Cybersecurity Consultancies — Firms providing advisory, assessment, or architecture services on a project basis. Distinction from MSSPs: consultancies do not operate persistent monitoring infrastructure. Qualifying credential indicators include CISSP (Certified Information Systems Security Professional, issued by ISC²), CISM (Certified Information Security Manager, issued by ISACA), and demonstrated methodology alignment with NIST SP 800-30 risk assessment procedures.

Incident Response Firms — Providers specializing in breach containment, forensic investigation, and recovery. These entities are evaluated against NIST SP 800-61 Rev. 2 (Computer Security Incident Handling Guide) procedural standards. Firms serving healthcare clients are also assessed against HHS OCR's breach investigation expectations under HIPAA privacy rule obligations.

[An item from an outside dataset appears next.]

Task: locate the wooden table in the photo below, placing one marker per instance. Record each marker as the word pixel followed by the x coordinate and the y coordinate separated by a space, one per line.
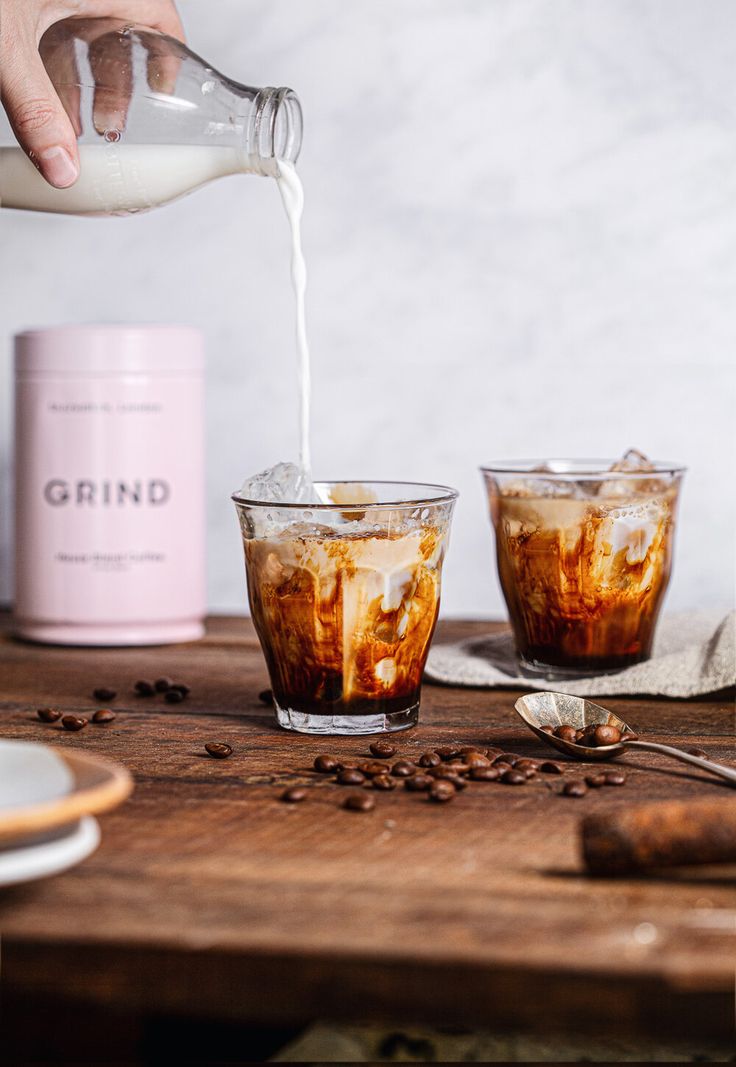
pixel 208 896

Privacy-Integrated Cybersecurity Providers — A growing classification covering firms that deliver technical controls aligned to both security and privacy regulatory requirements simultaneously. These providers must demonstrate functional coverage of privacy by design principles and technical implementation of controls relevant to sensitive data handling standards.

Exclusion criteria include active FTC consent order violations, lapsed certification status, inability to verify legal business registration, and service claims that materially misrepresent regulatory alignment. Providers whose primary business is marketing, advertising technology, or data brokerage are categorized separately and do not appear in the cybersecurity service index.